The Senate Agriculture Committee voted to reject an Administration plan to phase out federal donations of meat and other food commodities to school lunch rooms. The committee took the action by approving a bill making permanent and mandatory the Agriculture Department’s temporary power to buy food at market prices for donation. The authority had been scheduled to expire on June 30.
Lower speed limits figured significantly in a continuing decline in traffic deaths on the nation’s highways during March, the National Safety Council says. Traffic deaths dropped 25% in March, as they did in January and February, after speed limits were lowered to conserve gasoline. Council President Vincent Tofany said about 3,200 persons died in March, compared with 4,320 in March of 1973. In the first three months of 1974 there were 8,920 fatalities, down from 11,880 last year, he said.
An explosion ripped through the locker room of the Alitalia terminal at Kennedy International Airport in New York. At least two persons were injured: Police said they thought the blast was caused by a bomb. Two airline employees were injured when the bomb exploded in a locker.
The KVNB Cup for the championship of soccer football in the Netherlands was won by PSV Eindhoven, 6 to 0, over NAC Breda before 38,000 spectators at Feyenoord Stadium in Rotterdam.
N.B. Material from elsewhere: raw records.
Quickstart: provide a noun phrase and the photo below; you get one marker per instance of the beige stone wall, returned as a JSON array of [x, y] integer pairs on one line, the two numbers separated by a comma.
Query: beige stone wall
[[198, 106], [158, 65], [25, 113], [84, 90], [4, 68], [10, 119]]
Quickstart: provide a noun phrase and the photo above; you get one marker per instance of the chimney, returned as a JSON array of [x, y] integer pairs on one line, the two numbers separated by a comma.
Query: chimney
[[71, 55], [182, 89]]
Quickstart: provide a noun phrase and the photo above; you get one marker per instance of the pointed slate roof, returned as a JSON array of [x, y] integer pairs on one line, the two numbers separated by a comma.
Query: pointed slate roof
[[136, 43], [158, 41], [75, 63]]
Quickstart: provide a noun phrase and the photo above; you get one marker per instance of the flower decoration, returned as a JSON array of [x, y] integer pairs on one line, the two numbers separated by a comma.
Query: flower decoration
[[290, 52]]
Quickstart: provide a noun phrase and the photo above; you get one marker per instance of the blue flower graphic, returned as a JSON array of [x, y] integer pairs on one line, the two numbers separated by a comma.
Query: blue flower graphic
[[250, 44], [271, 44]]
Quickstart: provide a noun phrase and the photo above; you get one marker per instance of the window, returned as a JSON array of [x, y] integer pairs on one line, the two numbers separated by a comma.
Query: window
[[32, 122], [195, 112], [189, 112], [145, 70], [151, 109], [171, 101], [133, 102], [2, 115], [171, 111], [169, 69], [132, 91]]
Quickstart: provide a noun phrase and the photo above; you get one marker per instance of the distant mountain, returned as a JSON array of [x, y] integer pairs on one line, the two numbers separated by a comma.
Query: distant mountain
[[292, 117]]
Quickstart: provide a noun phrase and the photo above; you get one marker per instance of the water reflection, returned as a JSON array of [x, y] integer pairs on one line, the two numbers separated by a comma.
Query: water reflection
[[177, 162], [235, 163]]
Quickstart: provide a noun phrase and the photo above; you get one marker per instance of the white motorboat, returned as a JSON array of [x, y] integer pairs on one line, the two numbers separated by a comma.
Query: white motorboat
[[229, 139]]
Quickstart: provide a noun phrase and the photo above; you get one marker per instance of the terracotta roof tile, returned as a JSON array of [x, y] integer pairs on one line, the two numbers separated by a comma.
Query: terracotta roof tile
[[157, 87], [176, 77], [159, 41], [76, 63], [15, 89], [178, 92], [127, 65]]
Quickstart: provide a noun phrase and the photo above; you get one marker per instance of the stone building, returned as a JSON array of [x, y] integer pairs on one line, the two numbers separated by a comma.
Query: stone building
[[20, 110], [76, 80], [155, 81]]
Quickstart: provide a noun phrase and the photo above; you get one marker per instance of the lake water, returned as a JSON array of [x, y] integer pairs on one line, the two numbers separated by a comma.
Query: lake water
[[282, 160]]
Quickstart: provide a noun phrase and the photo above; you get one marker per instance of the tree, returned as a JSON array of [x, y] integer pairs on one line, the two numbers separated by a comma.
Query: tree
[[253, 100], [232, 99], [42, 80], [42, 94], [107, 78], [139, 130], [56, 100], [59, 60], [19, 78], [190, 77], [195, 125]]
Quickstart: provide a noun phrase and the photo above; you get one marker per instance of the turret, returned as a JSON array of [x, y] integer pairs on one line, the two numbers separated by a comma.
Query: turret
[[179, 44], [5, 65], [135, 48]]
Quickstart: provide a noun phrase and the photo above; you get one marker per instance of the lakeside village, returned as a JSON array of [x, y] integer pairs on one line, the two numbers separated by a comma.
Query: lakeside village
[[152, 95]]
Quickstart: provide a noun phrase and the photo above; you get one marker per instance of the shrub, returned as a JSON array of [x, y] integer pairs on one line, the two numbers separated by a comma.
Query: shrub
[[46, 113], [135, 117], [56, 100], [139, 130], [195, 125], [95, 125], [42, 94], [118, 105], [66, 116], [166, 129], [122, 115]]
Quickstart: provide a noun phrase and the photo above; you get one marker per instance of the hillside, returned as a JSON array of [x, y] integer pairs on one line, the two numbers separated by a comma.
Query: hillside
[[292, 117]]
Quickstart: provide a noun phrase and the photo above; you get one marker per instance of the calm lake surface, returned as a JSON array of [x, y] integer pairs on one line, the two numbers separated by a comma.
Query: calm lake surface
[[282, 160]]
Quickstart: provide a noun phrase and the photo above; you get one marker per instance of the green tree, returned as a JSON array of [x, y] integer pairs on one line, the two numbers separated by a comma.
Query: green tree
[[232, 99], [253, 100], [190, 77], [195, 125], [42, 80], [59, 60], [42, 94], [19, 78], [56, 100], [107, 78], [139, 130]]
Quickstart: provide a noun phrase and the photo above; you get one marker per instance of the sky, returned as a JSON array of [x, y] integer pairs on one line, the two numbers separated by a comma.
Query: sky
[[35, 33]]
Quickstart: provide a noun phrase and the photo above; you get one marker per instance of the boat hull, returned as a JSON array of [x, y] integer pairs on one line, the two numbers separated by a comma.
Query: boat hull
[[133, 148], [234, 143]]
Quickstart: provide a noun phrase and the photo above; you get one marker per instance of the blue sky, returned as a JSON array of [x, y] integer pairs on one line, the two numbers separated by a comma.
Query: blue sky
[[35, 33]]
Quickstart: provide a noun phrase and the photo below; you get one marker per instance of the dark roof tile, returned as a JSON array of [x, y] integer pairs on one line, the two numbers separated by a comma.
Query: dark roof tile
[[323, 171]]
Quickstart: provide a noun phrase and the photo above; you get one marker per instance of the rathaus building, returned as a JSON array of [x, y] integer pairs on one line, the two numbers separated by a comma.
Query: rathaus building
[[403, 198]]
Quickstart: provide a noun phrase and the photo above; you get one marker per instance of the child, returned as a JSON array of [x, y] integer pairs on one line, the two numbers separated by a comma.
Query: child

Alf Ramsey, the manager of the England national football team since 1963, known for coaching the team that won the 1966 World Cup, was fired by England’s Football Association after England failed to qualify for the 1974 World Cup, missing the world championship final tournament for the first time in its history.
Tom Seaver allows only 3 hits and 2 walks, striking out 16 Dodgers in 12 innings, but the Mets lose in the 14th 2–1.
In a 5–3 loss to the Reds, Dock Ellis of the Pirates hits the first three batters with pitches in the first inning, setting a Major League record, and walks another in the frame before being lifted. Dock later reveals that he was high on pep pills at the time. He also said later that hit the batters — Rose, Morgan and Driessen — because the Reds had made disrespectful comments about the Pirates after beating them in the postseason two years earlier.
Dow Jones Industrial Average: 853.88 (+17.13, +2.05%).
Born:
Matthew Hatchette, NFL wide receiver (Minnesota Vikings, New York Jets, Jacksonville Jaguars), in Cleveland, Ohio.
Steve Randolph, MLB pitcher (Arizona Diamondbacks, Houston Astros), in Okinawa, Japan.
Lornah Kiplagat, Kenyan-born Dutch Olympic runner, 2007 cross country world champion; in Kabiemit, Keiyo District, Kenya.
Died:
Sir Frank Packer KBE, OStJ, 67, Australian media magnate and owner of the Nine Network and of Australian Consolidated Press.